Ambiente

Usa, comunità Bipoc: 4 volte più probabile che viva in zone inquinate

Secondo l’American Lung Association, le persone nere, latine e native sono più esposte a livelli di salubrità dell’aria scadenti. Il motivo è da ricercare nelle politiche di segregazione razziale degli anni ‘30
Credit: Isabelle Chapuis
Tempo di lettura 4 min lettura
8 maggio 2023 Aggiornato alle 14:15

Quasi 120 milioni di persone negli Stati Uniti sono esposte a livelli dannosi di inquinamento, ma le persone Bipoc hanno quasi 4 volte più probabilità di vivere in aree inquinate rispetto ai bianchi americani. Lo rivela lo studio dell’American Lung Association (Ala) che mette in luce decenni di politiche abitative e ambientali razziste.

Nel report State of the Air 2023, l’associazione esamina le misurazioni giornaliere e a lungo termine delle particelle fini e dell’ozono effettuate nei siti di monitoraggio ufficiali degli Stati Uniti; quindi assegna voti relativi alla qualità dell’aria per ognuna delle 25 contee esaminate. Ciò che emerge è che l’inquinamento atmosferico non è distribuito equamente: a essere più esposte a qualità dell’aria scadente sono le comunità nere, latine e indigene.

Le persone Bipoc sono meno della metà della popolazione complessiva degli Stati Uniti eppure, secondo le rilevazioni, superano la percentuale dei cittadini bianchi che vivono nelle località più inquinate: 10 delle 11 contee caratterizzate dalla presenza di polveri sottili (o Pm2.5) si trovano in California e qui il 72% dei 18 milioni di residenti colpiti sono persone Bipoc, rispetto al 28% di bianchi.

Soggetta a frequenti incendi e a temperature in aumento a causa del riscaldamento climatico, la California fatica a ridurre la quantità di particelle di fuliggine che finiscono nei polmoni e ha ricevuto le peggiori valutazioni sulla qualità dell’aria a breve e lungo termine. Tra Los Angeles, Fresno e San Bernardino, a subirne gli effetti negativi sono oltre 13 milioni di abitanti neri, inclusi circa 9 milioni di ispanici.

Negli Usa le patologie polmonari che includono il cancro ai polmoni e le malattie respiratorie come il Covid-19 rappresentano la prima causa di morte per malattia: ne sono affetti 34 milioni di americani e, nonostante gli sforzi per diminuire le emissioni complessive nel Paese, 1 cittadino Usa su 3 vive in aree con livelli nocivi di sostanze inquinanti e la maggioranza sono persone Bipoc.

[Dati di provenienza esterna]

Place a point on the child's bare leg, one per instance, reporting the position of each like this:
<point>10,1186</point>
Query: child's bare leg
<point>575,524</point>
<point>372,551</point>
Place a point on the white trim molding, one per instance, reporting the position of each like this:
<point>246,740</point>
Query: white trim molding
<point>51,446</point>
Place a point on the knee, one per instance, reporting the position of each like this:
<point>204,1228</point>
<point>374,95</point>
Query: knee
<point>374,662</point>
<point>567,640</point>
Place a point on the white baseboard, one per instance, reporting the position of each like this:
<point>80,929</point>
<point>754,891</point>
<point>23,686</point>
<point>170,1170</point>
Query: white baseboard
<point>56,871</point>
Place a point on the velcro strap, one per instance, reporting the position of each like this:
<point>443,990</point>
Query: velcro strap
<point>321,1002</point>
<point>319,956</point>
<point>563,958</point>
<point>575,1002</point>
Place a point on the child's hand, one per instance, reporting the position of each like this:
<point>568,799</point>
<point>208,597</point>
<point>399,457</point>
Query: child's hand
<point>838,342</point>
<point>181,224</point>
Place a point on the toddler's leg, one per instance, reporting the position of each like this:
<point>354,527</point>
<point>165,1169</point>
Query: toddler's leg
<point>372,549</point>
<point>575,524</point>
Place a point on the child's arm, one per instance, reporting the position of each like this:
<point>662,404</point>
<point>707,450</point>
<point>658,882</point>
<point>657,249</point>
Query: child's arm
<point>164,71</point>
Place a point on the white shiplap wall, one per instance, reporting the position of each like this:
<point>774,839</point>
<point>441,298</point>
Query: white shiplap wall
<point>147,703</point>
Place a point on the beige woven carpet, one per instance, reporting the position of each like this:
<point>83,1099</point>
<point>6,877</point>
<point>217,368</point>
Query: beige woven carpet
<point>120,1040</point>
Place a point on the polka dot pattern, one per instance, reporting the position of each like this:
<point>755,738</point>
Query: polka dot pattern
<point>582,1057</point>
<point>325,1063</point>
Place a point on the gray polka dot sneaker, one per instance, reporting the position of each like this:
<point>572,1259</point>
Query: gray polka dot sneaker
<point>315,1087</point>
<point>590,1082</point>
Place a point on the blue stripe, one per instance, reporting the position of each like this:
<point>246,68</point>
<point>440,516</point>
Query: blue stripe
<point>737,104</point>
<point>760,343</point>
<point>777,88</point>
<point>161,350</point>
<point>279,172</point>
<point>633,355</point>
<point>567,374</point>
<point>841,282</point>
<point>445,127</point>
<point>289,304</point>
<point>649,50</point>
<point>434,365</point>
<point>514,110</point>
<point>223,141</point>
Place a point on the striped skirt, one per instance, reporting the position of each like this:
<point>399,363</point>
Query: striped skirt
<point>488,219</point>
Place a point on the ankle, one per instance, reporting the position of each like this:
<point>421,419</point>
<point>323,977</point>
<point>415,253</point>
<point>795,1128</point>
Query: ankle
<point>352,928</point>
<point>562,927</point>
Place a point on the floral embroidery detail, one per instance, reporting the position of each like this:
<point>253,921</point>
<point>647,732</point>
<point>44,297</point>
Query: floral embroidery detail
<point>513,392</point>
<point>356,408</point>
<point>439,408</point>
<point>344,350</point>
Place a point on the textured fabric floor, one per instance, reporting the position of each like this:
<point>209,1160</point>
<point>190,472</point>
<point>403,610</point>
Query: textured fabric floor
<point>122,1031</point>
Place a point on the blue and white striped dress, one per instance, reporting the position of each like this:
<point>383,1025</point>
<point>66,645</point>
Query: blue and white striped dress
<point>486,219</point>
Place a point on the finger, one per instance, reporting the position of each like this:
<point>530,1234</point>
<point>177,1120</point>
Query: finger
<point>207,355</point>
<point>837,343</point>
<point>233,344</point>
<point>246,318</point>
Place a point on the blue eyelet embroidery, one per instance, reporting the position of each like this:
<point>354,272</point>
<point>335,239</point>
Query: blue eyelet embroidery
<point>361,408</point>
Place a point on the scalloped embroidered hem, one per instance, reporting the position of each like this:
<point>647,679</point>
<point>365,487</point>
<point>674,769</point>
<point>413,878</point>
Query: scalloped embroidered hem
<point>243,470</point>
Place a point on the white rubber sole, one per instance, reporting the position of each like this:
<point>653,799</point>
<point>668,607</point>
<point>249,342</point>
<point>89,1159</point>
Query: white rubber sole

La loro sovraesposizione all’inquinamento è connessa alle politiche di segregazione razziale che hanno orientato i piani abitativi negli Stati Uniti a partire dagli anni ‘30. Queste politiche governative avrebbero da un lato incentivato la creazione di aree urbane separate sulla base della presunta appartenenza razziale ed etnica, dall’altro favorito la costruzione di infrastrutture inquinanti, come autostrade e ferrovie e di impianti di produzione di combustibili fossili vicino a comunità discriminate per il colore della pelle.

Anche se la segregazione razziale di tipo abitativo è stata vietata negli Usa nel 1968, i suoi effetti sono ancora visibili. Lo studio pubblicato nel 2022 dall’American Chemical Society esamina i quartieri dove venivano sistematicamente rifiutati i mutui e l’acquisto di case alle persone nere (una pratica nota con il nome redlining) e li compara con i livelli di inquinamento atmosferico presenti tra le comunità americane. Ciò che hanno scoperto i ricercatori è che i quartieri sottoposti alla segregazione razziale durante gli anni ‘30 sono oggi esposti a livelli di inquinamento più elevati.

Le disparità di esposizione razziale ed etnica all’inquinamento persistono, spiega lo studio, perché le infrastrutture e le fonti di emissioni più importanti hanno un impatto di lunga durata sul territorio, mentre la maggior parte delle città statunitensi sono ancora abitate secondo i modelli di discriminazione applicati fino a 50 anni fa.

Ma non è finita. Le politiche discriminatorie che hanno contribuito a costruire le città americane sarebbero anche responsabili di esporre maggiormente le persone Bipoc agli effetti del riscaldamento globale. La University of Virginia e la University of Portland, a esempio, hanno recentemente scoperto che tra le aree urbane dove in passato sono state applicate più politiche di segregazione razziale e quelle meno interessate c’è una differenza di temperatura fino a 7 gradi centigradi.